Even though the total percentage of wetlands lost may not be as high as previously thought, people shouldn’t be complacent in protecting them, Fluet-Chouinard said. The study identified many regions with very high losses. Parts of Illinois and Indiana, for instance, may have lost more than 75% of their wetlands, as have places in the Indus River basin in India and Pakistan and the Yangtze River basin in China. Losses are still accelerating in places such as Indonesia and Malaysia, where wetlands are converted for oil palm cultivation. Regions where large areas of wetlands appeared to be relatively untouched include parts of northern Canada, Russia, and the Congo Basin.
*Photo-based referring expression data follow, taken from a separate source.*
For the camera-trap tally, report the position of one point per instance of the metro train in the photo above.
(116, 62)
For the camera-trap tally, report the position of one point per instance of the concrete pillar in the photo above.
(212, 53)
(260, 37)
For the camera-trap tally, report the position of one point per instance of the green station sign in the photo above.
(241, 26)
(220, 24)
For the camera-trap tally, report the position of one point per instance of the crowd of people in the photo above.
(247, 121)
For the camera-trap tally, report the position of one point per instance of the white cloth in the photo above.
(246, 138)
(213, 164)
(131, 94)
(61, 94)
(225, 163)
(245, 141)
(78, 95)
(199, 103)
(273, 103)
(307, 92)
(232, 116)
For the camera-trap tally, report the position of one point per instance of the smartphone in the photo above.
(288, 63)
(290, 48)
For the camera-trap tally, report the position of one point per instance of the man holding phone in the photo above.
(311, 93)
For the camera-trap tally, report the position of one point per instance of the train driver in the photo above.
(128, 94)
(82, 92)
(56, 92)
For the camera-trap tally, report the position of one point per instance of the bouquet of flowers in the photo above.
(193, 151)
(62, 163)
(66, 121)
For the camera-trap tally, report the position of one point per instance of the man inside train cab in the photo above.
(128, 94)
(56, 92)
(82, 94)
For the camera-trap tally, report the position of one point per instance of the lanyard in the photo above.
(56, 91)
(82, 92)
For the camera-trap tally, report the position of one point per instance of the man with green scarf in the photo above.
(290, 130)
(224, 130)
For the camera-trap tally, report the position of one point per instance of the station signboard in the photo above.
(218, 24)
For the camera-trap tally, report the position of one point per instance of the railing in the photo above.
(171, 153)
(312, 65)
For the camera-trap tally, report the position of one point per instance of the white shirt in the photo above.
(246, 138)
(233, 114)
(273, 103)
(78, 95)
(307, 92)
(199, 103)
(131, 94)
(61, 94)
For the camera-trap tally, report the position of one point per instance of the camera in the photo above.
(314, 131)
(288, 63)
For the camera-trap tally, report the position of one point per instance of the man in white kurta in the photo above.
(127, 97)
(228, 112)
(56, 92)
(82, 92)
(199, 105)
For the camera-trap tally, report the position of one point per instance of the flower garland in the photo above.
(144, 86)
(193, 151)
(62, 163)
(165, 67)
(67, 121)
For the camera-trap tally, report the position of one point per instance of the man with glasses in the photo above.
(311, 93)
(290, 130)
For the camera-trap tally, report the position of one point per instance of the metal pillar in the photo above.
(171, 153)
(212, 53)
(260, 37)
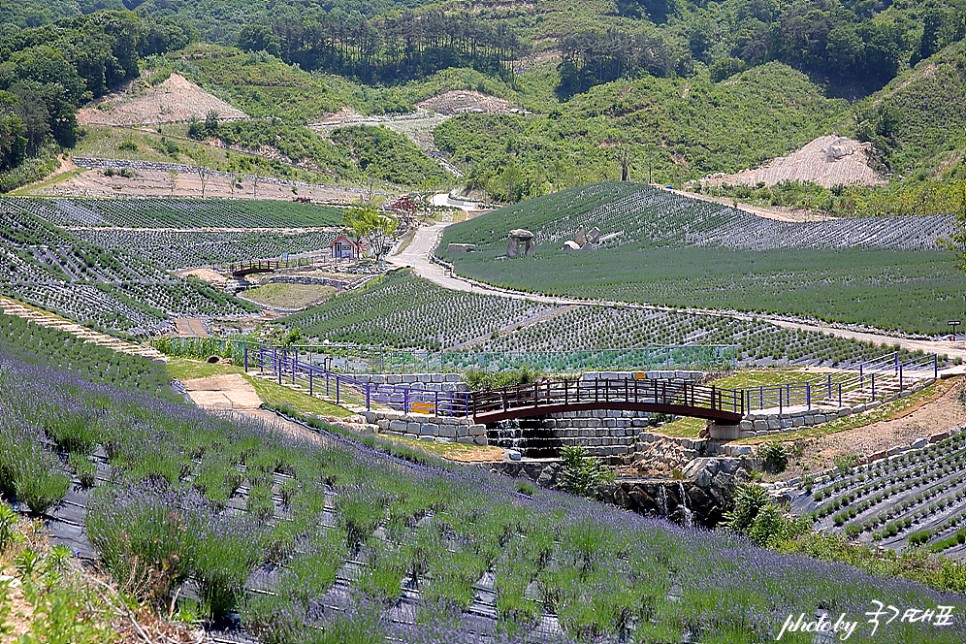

“If you’ve lost wetlands, you’ve lost a number of services,” Fluet-Chouinard said. Some wetland conservation policies push the creation of wetlands elsewhere to offset those that are destroyed, but one wetland isn’t a substitution for another in terms of benefits, such as supporting endemic species and biodiversity or regulating nutrient flow.

This sort of analysis could help point to an appropriate baseline for wetland restoration efforts, Fluet-Chouinard said. The COP15 Convention on Biological Diversity set a goal of protecting 30% of Earth’s ecosystems, but it uses the 1970s as a baseline. For wetlands, “by 1970, the show [was] over,” he said. “It [was] already an impoverished world in 1970.”